Going to class gives some valuable structure to his days, Wiskus said, while Burns noted that college meets have helped Wiskus build his endurance and refine his skills in front of judges.

“I think the competition you get during the NCAA season is critical preparation for the next stage,” Burns said. “In the last few Olympic cycles, I don’t remember anyone taking an Olympic year off. You’ve got to be smart about it, and I think we have a good plan for Shane.”

In Bacon’s case, the college season would have been overkill. A two-time NCAA champion on the 1-meter board, she still trains at the U, practicing with the Gophers for 15 hours each week in addition to eight hours of solo work.

Coach Wenbo Chen said he always planned for Bacon to take this year off. As she works toward an Olympic berth, she needs to dive in international meets so judges can become familiar with her. It would have been impossible, Chen said, for Bacon to do a full schedule of college meets, too.

Bacon would have been subject to NCAA limits on training hours if she had not taken the year off. A kinesiology major, she also faced a daunting class schedule this academic year.

“This is the normal thing to do in diving if you have a shot at making the Olympic team,” said Bacon, who has one season of eligibility remaining. “If I’m going to make it, I need more training and more rest. Not having to go to class all day, and not being tired from school, helps me put all my thought and focus into diving. That’s huge.”

NCAA titles and the Olympics

This month, Bacon is in Europe for two Grand Prix meets with Kassidy Cook, her partner in the 3-meter synchronized event. Bacon and Cook, gold medalists at the 2019 winter nationals, will then compete in April at the Tokyo World Cup, the final qualifying event for countries to earn Olympic berths. If Cook and Bacon can earn one for the U.S. in women’s synchronized 3-meter, the winners of that event at June’s Olympic trials will compete at the Summer Games.

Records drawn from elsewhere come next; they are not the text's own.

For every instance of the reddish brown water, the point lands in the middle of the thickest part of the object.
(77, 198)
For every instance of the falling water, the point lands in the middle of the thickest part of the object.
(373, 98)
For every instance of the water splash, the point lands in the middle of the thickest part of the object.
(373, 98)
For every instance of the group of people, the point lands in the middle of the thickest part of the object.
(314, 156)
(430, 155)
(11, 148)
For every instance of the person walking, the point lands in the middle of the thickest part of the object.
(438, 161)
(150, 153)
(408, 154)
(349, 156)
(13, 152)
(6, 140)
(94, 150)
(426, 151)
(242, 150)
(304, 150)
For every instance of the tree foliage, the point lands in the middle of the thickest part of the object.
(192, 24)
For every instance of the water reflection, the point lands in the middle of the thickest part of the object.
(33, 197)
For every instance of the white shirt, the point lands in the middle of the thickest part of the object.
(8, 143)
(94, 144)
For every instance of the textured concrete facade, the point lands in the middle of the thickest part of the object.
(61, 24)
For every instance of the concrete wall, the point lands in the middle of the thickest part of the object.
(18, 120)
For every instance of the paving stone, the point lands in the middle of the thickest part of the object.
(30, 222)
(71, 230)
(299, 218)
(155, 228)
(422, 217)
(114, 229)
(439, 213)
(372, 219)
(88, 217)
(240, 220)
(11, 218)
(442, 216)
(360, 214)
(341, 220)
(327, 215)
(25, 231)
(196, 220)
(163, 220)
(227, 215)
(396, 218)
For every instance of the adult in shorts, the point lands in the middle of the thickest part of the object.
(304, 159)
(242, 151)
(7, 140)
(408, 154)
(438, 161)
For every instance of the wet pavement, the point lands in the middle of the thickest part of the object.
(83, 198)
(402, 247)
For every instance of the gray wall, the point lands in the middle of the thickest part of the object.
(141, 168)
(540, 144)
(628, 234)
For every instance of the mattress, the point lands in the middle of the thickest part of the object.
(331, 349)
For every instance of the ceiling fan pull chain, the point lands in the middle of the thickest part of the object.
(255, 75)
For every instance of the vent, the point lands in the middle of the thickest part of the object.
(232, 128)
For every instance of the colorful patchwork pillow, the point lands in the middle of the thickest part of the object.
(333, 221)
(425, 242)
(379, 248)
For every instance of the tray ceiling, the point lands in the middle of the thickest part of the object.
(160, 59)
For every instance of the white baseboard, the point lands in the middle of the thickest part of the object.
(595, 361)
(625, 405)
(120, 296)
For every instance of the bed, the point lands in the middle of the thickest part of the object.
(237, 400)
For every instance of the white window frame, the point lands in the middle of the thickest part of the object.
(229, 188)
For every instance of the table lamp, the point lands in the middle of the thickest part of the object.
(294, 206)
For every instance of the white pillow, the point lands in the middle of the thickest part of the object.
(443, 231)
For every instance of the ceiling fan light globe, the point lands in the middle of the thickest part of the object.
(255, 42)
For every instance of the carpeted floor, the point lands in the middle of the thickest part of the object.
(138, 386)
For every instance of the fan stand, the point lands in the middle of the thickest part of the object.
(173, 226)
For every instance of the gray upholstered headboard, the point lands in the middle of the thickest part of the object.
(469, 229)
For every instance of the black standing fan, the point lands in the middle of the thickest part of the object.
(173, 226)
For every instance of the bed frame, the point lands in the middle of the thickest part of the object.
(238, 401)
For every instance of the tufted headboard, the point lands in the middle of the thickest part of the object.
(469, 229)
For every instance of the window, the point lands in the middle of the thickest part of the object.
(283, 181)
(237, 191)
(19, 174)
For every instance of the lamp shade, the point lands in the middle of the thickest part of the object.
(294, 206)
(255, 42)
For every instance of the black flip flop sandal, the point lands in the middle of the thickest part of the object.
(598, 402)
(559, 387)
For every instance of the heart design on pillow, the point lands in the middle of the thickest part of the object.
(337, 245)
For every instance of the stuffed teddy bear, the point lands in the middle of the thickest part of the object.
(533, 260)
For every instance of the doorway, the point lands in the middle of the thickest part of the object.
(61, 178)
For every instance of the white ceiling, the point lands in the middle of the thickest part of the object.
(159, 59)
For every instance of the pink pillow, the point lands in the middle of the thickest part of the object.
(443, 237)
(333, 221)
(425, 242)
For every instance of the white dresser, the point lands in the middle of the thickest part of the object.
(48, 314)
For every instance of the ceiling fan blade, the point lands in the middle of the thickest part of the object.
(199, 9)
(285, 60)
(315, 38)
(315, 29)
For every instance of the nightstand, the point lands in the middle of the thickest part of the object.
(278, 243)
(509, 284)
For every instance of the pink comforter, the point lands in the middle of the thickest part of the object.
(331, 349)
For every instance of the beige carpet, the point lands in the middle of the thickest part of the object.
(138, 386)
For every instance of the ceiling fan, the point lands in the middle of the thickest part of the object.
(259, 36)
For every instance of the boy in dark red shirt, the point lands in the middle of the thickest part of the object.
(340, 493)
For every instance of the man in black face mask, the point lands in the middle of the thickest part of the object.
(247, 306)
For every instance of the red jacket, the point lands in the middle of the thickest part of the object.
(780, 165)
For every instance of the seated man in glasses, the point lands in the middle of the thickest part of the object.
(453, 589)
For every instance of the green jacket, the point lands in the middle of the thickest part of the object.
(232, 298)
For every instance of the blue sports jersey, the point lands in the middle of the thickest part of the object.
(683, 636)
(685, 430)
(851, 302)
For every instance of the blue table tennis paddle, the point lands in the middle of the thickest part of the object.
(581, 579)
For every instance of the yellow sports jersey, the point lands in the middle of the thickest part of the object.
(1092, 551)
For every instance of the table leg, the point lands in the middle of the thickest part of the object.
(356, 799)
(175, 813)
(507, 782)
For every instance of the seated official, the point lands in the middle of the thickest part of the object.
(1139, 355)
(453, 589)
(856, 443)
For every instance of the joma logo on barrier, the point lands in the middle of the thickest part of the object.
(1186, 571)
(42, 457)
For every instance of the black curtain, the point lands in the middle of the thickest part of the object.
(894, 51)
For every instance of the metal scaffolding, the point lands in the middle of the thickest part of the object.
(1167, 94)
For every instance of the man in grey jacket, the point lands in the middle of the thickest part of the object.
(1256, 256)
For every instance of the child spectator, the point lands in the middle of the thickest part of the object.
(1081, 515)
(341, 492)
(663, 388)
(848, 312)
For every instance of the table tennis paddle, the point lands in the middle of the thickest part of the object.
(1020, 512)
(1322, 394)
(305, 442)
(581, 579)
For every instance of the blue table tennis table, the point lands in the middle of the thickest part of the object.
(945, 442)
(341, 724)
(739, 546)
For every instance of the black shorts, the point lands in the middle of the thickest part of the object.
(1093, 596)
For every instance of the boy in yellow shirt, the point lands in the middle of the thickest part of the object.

Wiskus and Steveson remain on the U campus, pursuing their twin goals. Like Wiskus, Steveson is targeting an NCAA title before he turns his full attention to the Olympics.

Gophers wrestling coach Brandon Eggum said that when he was recruiting Steveson they discussed the possibility of taking the Olympic year off. But Steveson didn’t want to interrupt his college career, and the fact that this year’s NCAA championships are at U.S. Bank Stadium cemented his resolve to compete for the Gophers this season.

“I didn’t see the point in taking [a year off],” said Steveson, a heavyweight ranked No. 1 in the NCAA and No. 2 among U.S. senior freestylers. “Right now, the NCAA tournament comes first. The Olympics come second. And wrestling is wrestling, so it’s pretty easy to make the transition.”

Wiskus must temporarily switch to Olympic mode for this week’s Winter Cup. The top six men in the all-around standings after Thursday’s opening session will be named to the senior national team, with six more added after Saturday’s final session. That group will be considered top contenders for the Olympic team, which will be determined at the trials in June.

If Wiskus makes the national team this weekend, he won’t have much time to celebrate. He will be back in class at 9:45 a.m. Monday to begin a jam-packed week that ends with a critical Big Ten dual meet against Michigan.

“After Winter Cup, it’s going to go really fast,” he said. “But I’m living the dream right now.”